Portrush Harbour is lined with seafood restaurants and the fishing boats that supply them.

IT’S SATURDAY MORNING AT ST GEORGE’S and the market in central Belfast is thick with competing aromas: crisping bacon from an Ulster fry, rich coffee and the sweet fragrance of dahlias on a farm stall laden with rhubarb, blackcurrants and a rainbow of fruit juices. Nearby a band plays Here Comes the Sun and, as if on cue, the daylight filtering through the Victorian glass roof intensifies. At an open door behind the seafood traders, a gull waits for scraps. A young fishmonger holds up today’s haul: a gleaming, pinkish-orange slab of salmon. Next to him, Alan Coffey, a moustached old-hand in his yellow fisherman’s wellies, shucks oysters for a buyer who can’t wait until he’s home to try them. ‘We’ve always been spoilt for seafood, with all the loughs and the Irish Sea,’ says Alan, surrounded by evidence of this – heaps of crabs, lobsters, mussels and winkles.

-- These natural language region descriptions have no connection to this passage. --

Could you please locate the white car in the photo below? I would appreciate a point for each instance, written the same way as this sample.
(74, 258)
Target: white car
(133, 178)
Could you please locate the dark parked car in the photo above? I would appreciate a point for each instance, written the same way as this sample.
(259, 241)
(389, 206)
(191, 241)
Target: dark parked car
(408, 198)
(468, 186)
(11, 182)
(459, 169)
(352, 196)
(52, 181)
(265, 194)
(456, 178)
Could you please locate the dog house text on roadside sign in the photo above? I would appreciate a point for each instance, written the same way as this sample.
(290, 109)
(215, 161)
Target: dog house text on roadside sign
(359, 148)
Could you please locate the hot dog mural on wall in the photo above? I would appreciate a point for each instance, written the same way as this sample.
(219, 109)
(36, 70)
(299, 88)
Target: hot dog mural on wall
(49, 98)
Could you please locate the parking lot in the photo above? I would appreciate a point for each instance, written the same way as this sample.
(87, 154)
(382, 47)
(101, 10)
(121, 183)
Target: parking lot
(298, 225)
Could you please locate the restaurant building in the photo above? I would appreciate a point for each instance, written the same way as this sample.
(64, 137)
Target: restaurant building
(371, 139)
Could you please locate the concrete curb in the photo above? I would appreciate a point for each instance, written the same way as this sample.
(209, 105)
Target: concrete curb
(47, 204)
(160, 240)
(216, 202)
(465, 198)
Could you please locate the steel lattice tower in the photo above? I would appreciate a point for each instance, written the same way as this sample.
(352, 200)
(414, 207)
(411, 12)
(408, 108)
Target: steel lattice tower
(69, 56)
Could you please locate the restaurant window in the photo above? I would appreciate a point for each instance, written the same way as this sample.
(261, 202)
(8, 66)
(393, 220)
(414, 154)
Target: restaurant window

Will Abernethy churns butter in the traditional fashion

Over the three decades that Alan has run a stall, the market has transformed along with the nation. When he started, St George’s predominantly sold fresh produce to the neighbourhood. In 1999 – a year after the Good Friday Agreement signalled peace for Northern Ireland – the market reopened following an extensive restoration, and alongside the butchers, fishmongers and fruit-and-veg sellers sprung vendors selling hot food and artisanal goods. ‘During the Troubles, if there was a bomb in Belfast, no-one came that day,’ recalls Alan. ‘Now people travel 50 miles to the market and make a day of it.’


One of the new wave of stallholders that helped make St George’s a destination is Suki Tea ( From selling a handful of flavours at the market in 2005, including its signature Belfast Brew – a kick-you-out-of-bed strength of cuppa – the boutique blender now exports worldwide. The company also runs a tea academy out of its warehouse located on the Peace Line – a barrier built in 1969 to separate clashing Catholic and Protestant neighbourhoods, now covered in murals and messages. ‘We’ve seen the market blossom. It’s a real springboard for food and drink entrepreneurs,’ says Suki Tea founder Oscar Woolley, as he balances manning the stall and cradling his little boy in his arms.